Consequências desse processo podem ser “amplas e duradouras”. Favano diz que crianças submetidas a isso têm maior risco de desenvolver ansiedade severa, inseguranças com o próprio corpo, questões de autoestima, dificuldades de socialização e problemas de desempenho escolar.

Crianças adultizadas também ficam mais vulneráveis à erotização, alertam as especialistas. Greco fala que o ”maior” dos problemas é a sexualização precoce: ”Isso pode aumentar o risco de abuso, de exploração sexual e de distorção da própria imagem corporal”.

Exploração do trabalho infantil também faz parte da adultização. Dias afirma que parte de crianças e adolescentes que fazem conteúdos para a internet tem tido horários de gravação, uma quantidade de produções a entregar e, às vezes, uma agenciadora por trás. No entanto, o ECA (Estatuto da Criança e do Adolescente) prevê necessidade de autorização judicial para crianças participarem de trabalhos artísticos no Brasil. O juiz explica que a norma também se aplica a atividades relativas nas plataformas digitais.

SEM BIG TECHS, JUSTIÇA TEM DIFICULDADE DE MAPEAR CASOS

Situações de monetização a custas de crianças não são facilmente detectadas. ”Sem dúvida nenhuma a gente tem dificuldade de mapear isso, não temos formas eficazes de controle, não conseguimos acompanhar todo mundo que está postando coisas na internet”, relata o juiz.

Para ele, a responsabilização dessas ocorrências é ”praticamente impossível” sem ajuda das big techs. Dias argumenta que as plataformas digitais devem ser regulamentadas e encarregadas de fiscalizar a circulação de conteúdos envolvendo crianças e adolescentes e, eventualmente, encaminhá-los para os órgãos competentes. ”Tem que ser uma obrigação de quem está ganhando dinheiro com isso.”

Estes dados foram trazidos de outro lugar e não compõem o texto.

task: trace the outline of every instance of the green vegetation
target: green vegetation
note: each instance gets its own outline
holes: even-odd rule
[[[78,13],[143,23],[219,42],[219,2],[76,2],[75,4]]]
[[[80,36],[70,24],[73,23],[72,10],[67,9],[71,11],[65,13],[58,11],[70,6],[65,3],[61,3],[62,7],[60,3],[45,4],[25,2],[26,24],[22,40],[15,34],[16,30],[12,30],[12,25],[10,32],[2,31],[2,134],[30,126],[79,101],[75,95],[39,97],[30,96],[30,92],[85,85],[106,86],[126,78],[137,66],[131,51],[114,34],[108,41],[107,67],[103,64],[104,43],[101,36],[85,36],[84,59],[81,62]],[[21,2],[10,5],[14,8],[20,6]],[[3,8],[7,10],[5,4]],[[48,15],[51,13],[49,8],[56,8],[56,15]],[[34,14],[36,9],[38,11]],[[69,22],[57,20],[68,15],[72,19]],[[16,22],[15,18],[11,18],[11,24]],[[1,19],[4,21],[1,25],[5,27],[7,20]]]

O vídeo uniu políticos da direita e da esquerda contra a “adultização”, mas reacendeu a discussão sobre a regulação das redes sociais. Uma comissão especial será criada na Câmara na próxima semana. Também ficou acertada a criação de um grupo de trabalho com parlamentares e especialistas para elaborar um projeto que possa ir à votação em até 30 dias. Já o governo anunciou que enviará um projeto de lei ao Congresso para regulamentar as redes.

ADULTIZAÇÃO NÃO É NOVIDADE, MAS SE AGRAVA COM REDES SOCIAIS

Exposição de crianças tem ocorrido cada vez mais cedo, analisa psicóloga. Favano entende que a adultização sempre ocorreu, com menores de idade trabalhando como cantores e atores mirins na TV, por exemplo, mas em um contexto de menos plataformas de exibição.

“Agora, com o celular na mão, qualquer pessoa pode publicar conteúdos para o mundo todo, e a velocidade de alcance é muito maior. Além disso, a exposição começa cada vez mais cedo, desde o nascimento, com a própria família compartilhando a rotina dos filhos nas redes sociais”, disse Ana Claudia Favano, psicóloga e pedagoga.

Pais e responsáveis devem estar atentos para proteção dos filhos. A especialista diz que um dos meios são ferramentas de controle parental para filtrar conteúdos e estímulos das telas. Além disso, oferecer experiências adequadas à idade, como brincadeiras, e conversas sobre limites e riscos da internet são essenciais.